Impresionantes expresiones creativas, como esa Rosa de los Vientos en el preciso lugar. Punto de encuentro de pescadores y mariscadores, con el paraje único de esteros. Camino del barrio de Gallineras, donde convergen los vientos al Este y del Oeste. Justo ahí, surge ese enorme tallo asido por cuatro vientos (cables) que crean una escena tridimensional de la que se dibuja bajo éste.

Sin duda, San Fernando se había convertido en el sitio idóneo donde exponer un modelo artístico diferente.

 ¡Ah¡ Y sin miedos.

Los isleños, tan poco dados a la exhuberante belleza monumental, que sí se daban en otras localidades -aunque no nos faltasen exponentes-, empezaron a acostumbrarse a recibir estas representaciones y otras, que más bien parecían proyectos en miniatura de la misma. (Véase el de Blas Infante, en el parque Almirante Laulhé).

Así, con el devenir de los años, surgió la idea de la Plaza de las Esculturas. El recuerdo a las primeras máquinas de vapor, entronizadas para sorpresa de algunos y miradas de muchos. Las edificaciones cúbicas en pleno centro neoclásico (la última muestra hiriente, frente la parroquia de San Francisco, en la esquina de la calle Santísima Trinidad), o ese homenaje al noble deporte del balompié en Reyes Católicos.

El pueblo demostró que era capaz de convivir con ese muestrario de Dadaísmo cañailla, fuera del arquetipo de redondeadas y armoniosas formas del barroco.
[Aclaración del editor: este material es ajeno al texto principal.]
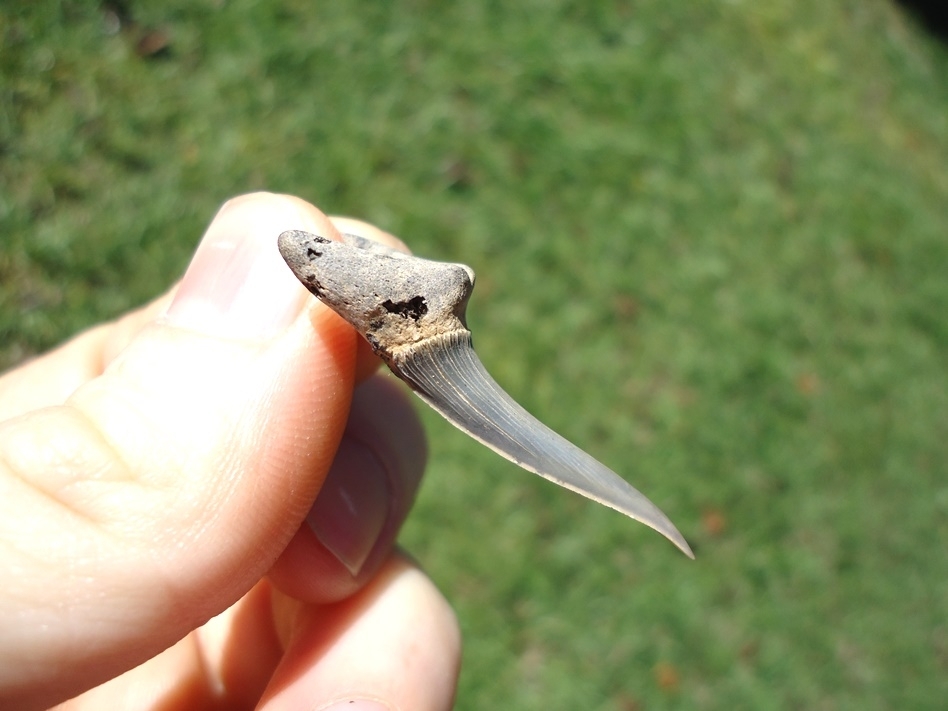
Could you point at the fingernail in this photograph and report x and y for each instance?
(353, 505)
(356, 705)
(237, 284)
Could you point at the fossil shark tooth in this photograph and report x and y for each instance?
(412, 312)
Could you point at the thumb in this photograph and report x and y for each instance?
(163, 489)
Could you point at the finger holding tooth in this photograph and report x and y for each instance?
(412, 312)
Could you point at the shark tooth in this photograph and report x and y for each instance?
(412, 312)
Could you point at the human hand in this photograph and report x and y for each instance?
(158, 537)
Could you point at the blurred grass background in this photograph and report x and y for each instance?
(711, 241)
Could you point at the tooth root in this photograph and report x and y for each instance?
(412, 311)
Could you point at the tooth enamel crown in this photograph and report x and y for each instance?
(412, 312)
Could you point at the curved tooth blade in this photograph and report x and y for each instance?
(447, 374)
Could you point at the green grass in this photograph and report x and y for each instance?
(711, 242)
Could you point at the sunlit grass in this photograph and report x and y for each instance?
(711, 242)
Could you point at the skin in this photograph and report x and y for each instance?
(157, 480)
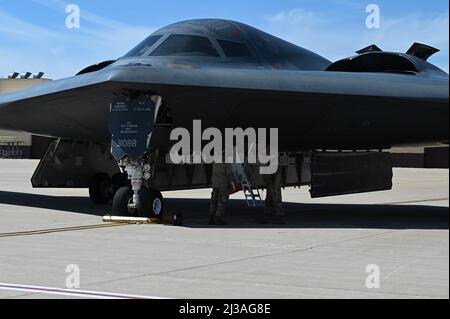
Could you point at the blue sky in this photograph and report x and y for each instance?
(33, 35)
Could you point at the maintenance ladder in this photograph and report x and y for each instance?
(252, 196)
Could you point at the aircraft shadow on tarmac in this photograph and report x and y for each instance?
(195, 212)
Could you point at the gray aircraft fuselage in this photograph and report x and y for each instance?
(269, 84)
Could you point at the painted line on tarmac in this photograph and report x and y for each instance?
(59, 230)
(72, 292)
(417, 201)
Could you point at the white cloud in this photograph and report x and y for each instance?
(336, 39)
(61, 52)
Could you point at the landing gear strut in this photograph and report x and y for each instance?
(139, 200)
(132, 123)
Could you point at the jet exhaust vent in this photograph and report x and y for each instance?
(38, 75)
(25, 75)
(13, 75)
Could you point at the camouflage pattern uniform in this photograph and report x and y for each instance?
(222, 177)
(273, 211)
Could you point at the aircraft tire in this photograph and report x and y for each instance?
(151, 203)
(100, 189)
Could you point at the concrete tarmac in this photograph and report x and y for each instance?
(323, 251)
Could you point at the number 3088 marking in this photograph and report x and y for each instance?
(127, 143)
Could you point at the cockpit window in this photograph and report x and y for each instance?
(186, 45)
(235, 49)
(144, 46)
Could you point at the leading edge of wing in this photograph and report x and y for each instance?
(320, 82)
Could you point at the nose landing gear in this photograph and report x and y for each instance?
(132, 124)
(139, 200)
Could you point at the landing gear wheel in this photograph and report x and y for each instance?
(100, 189)
(118, 181)
(120, 202)
(151, 203)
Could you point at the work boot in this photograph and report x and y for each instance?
(219, 221)
(265, 218)
(278, 219)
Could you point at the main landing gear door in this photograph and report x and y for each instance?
(131, 125)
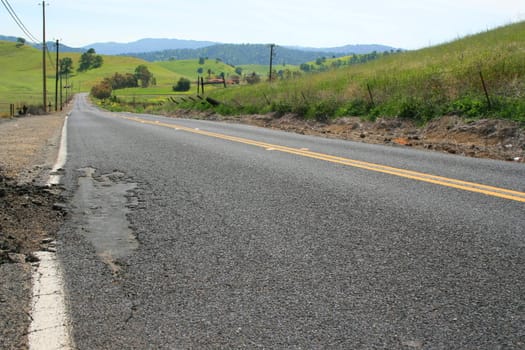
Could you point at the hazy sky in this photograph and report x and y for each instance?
(408, 24)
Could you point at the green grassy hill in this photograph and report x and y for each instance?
(21, 75)
(421, 84)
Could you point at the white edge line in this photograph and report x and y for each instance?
(54, 176)
(50, 328)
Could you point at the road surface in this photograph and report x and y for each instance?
(195, 234)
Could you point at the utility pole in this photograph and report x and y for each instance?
(56, 81)
(44, 92)
(271, 61)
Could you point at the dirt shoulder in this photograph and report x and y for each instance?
(29, 218)
(484, 138)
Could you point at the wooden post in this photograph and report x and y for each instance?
(485, 89)
(370, 94)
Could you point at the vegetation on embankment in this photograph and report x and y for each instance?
(440, 80)
(419, 85)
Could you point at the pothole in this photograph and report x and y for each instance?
(102, 202)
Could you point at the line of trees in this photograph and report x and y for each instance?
(141, 77)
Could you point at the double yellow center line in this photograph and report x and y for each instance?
(413, 175)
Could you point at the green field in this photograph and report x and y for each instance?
(445, 79)
(420, 85)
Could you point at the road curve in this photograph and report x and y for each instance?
(194, 234)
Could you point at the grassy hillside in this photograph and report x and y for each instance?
(21, 75)
(422, 84)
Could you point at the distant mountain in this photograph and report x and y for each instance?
(349, 49)
(240, 54)
(50, 44)
(146, 45)
(234, 54)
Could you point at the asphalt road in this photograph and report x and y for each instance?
(237, 242)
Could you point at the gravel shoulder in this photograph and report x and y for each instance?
(29, 217)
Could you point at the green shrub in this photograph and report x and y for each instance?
(182, 85)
Y tanto fue así que, hoy por hoy, tiene como moderna referencia patrimonial la más intercultural obra expuesta: La fuente de las Comunicaciones.  Saludo y despedida a la vez cuando se enfila el camino hacia Cádiz, llamando sobremanera la atención.

Es ésta la que ha convertido al ciudadano de La Isla en un auténtico crítico de arte. Si será así que no deja de ser comentada, y centro de discusiones sobre su particularidad. Logrando con sus colores ocres y apariencia de herrajes oxidados -además de con una mijita de guasa-, el apelativo cariñoso de "La Mohosa". Mejor muestra del Dadaísmo cañailla, imposible.


*Desconecto modo humor meidinlaisla

sábado, 18 de abril de 2015

Memorias de aquella Isla: Los monumentos de mi pueblo. ®

Ante todo, concreto que hablar de mi pueblo, y exponerlo así, no es una forma despectiva de dirigirme a él, sino la más cercana e íntima para tratarlo con todo el cariño que le profeso.
San Fernando es, a pesar de su legado milenario, de construcciones neoclásicas y, en no pocos casos, con marcado caracter castrense debido a su estratégico enclave militar -al menos desde hace doscientos y pico de años, hasta que el servicio militar pasó a ser como el Domund: una aportación voluntaria-.
Contamos en este rincón, en medio de una balsámica bahía, con monumentos arquitectónicos de gran belleza e importancia. Desde la siempre omnipresente Iglesia Mayor, hasta la exuberancia conventual de la del Carmen , pasando por el impresionante mausoleo que es el Panteón de Marinos Ilustres, o el Puente Zuazo. Me dejo atrás otros lo sé. Sin embargo, la gente de mi pueblo convive con ellos como con los vecinos de toda la vida.
A los isleños de a pie, sin tantos conocimientos histórico-artísticos, que tienen a los arqueólogos como actores de una película de acción -aunque a estos profesionales, a veces, les parecerá serlo de una terror cuando descubren un tesoro inesperado y a alguno, en una poltrona política, se le mete un demonio dentro-.
Bueno, como decía... A mis paisanos, la monumentalidad de su ciudad les parece común. Forma parte de su estampa.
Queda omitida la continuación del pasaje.